Às vezes, ou quase sempre, eu respondia por eles: “Tenha pena de mim, tu tem mais o que comer, tem o campo e tua casa, e um mundo pra conhecer, e eu, coitado de mim, só tenho o rio pra viver...” Quando terminava a trova já devolvia o peixe pra sanga, açude ou rio. “Cadê os peixes?”, perguntava dona Mirica, “tu é ruim de caniço, hein, guri”. Não me importava com a mãe, achava que os peixinhos tinham que aproveitar a vida deles, como eu. Por isso pescava sozinho, pra ninguém ouvir meus versos, tolos e simplórios, nem rirem de um campesino que tinha pena de peixe. E olha que era bom de pescaria. 

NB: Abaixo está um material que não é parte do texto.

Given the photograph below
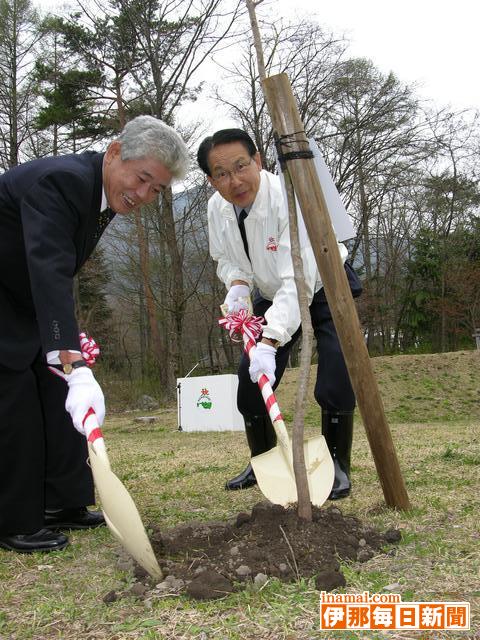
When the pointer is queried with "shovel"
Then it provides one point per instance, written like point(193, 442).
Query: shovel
point(120, 512)
point(274, 468)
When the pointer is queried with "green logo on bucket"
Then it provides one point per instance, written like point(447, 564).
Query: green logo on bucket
point(204, 400)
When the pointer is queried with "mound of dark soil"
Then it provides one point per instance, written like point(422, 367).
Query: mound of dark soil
point(211, 559)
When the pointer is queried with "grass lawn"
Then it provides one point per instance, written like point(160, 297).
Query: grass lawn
point(433, 406)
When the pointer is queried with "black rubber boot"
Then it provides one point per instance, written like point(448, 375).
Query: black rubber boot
point(260, 437)
point(338, 431)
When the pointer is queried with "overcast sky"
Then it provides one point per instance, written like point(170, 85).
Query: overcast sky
point(434, 43)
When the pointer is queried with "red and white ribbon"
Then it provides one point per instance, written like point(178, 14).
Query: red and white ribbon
point(90, 349)
point(241, 324)
point(249, 328)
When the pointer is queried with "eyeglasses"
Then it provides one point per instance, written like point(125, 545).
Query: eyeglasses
point(222, 176)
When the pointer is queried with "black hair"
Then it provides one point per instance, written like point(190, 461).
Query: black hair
point(224, 136)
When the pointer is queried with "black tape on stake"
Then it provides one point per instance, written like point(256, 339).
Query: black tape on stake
point(287, 140)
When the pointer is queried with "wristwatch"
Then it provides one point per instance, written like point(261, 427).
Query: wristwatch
point(70, 366)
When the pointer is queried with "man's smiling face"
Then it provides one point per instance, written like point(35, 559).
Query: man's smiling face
point(129, 184)
point(234, 173)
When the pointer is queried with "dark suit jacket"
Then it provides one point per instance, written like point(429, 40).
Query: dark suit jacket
point(50, 223)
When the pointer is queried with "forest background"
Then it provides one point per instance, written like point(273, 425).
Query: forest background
point(407, 172)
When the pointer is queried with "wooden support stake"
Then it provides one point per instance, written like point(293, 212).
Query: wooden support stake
point(286, 122)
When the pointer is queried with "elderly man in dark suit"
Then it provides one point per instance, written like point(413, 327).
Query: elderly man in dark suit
point(52, 214)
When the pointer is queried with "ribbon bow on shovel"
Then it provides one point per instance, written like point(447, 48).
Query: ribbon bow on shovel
point(119, 510)
point(274, 468)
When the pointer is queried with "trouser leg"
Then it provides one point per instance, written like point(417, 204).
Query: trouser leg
point(44, 459)
point(22, 447)
point(334, 393)
point(260, 437)
point(258, 426)
point(338, 431)
point(68, 477)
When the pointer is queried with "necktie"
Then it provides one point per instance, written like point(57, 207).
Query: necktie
point(241, 225)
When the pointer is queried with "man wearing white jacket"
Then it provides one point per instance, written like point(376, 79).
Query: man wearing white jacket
point(249, 238)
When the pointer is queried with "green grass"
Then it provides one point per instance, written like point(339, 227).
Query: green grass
point(175, 477)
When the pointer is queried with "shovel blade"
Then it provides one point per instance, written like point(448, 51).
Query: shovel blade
point(276, 479)
point(121, 515)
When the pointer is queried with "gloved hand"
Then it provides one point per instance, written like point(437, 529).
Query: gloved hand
point(238, 297)
point(83, 392)
point(263, 361)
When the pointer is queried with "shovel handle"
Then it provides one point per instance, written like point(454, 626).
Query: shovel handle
point(94, 435)
point(269, 399)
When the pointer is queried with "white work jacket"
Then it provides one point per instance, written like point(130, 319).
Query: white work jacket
point(270, 266)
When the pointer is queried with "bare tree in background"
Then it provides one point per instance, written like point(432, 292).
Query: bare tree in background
point(18, 40)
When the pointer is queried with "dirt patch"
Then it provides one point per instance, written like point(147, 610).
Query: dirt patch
point(211, 559)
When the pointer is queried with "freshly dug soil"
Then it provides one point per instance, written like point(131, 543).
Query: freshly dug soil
point(211, 559)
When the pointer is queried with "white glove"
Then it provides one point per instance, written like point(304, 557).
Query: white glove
point(263, 361)
point(83, 392)
point(238, 297)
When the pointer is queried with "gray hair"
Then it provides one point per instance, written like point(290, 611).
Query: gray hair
point(148, 136)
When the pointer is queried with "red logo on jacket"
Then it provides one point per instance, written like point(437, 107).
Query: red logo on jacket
point(272, 244)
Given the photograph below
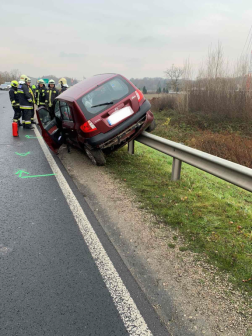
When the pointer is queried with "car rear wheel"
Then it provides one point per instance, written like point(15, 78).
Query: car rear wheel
point(152, 126)
point(96, 156)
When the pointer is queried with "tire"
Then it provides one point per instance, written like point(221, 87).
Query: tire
point(96, 156)
point(152, 126)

Felizmente sempre tive facilidade em fazer amizades. No início, em nosso bolicho, com todos os clientes, gente humilde e sofrida. Depois na escola, sempre rodeado de amigos. Mais tarde, no quartel, na faculdade, e seguiu nos empregos e trabalhos. Isso me enche de orgulho, porque sem amigos, vocês sabem, não somos ninguém. Hoje, quero apresentar a vocês meu novo amigo, o conterrâneo Tailor Diniz, jornalista dos buenos, um escritor respeitado e sensível, e ainda artista plástico, que encontrei por meio desta coluna “Campereada”. A imagem que ilustra este texto é dele. A obra me trouxe duas lembranças dos tempos que andava de calca curta e pés descalços, abanando pro mundo, pedindo rédea e cancha. 

A primeira, o Amarelão, o Gemada, como era chamado o ônibus que pegava para ir para o colégio. Ele pertencia ao governo do Estado, mais precisamente à Estação Experimental, o Posto de Sementes como diziam. A segunda, um teco-teco lá no alto, porque havia um campo de pouso ali perto. Eu gostava de andar no velho ônibus, mas sonhava um dia viajar de avião, conhecer outras realidades, outras culturas, porém era apenas um pequeno bolicheiro. Um dia, seu Turíbio me disse: “Sonho sonhado muitas noites vira verdade.” Eu acreditei. Lia e sonhava. Estudava e sonhava. Hoje sigo sonhando, sigo voando, sigo lembrando do velho Gemada, dos aviões, dos amigos que deixei pelo caminho, dos tantos que foram tropear noutras dimensões. Mas tudo que a vida tira ela devolve em dobro. Como o Tailor, que não conheci lá, mas encontrei agora. Porque a arte nos aproxima de Deus e faz a gente enxergar ônibus amarelo na esquina e, lá no infinito do céu, um bando de teco-tecos sonhadores.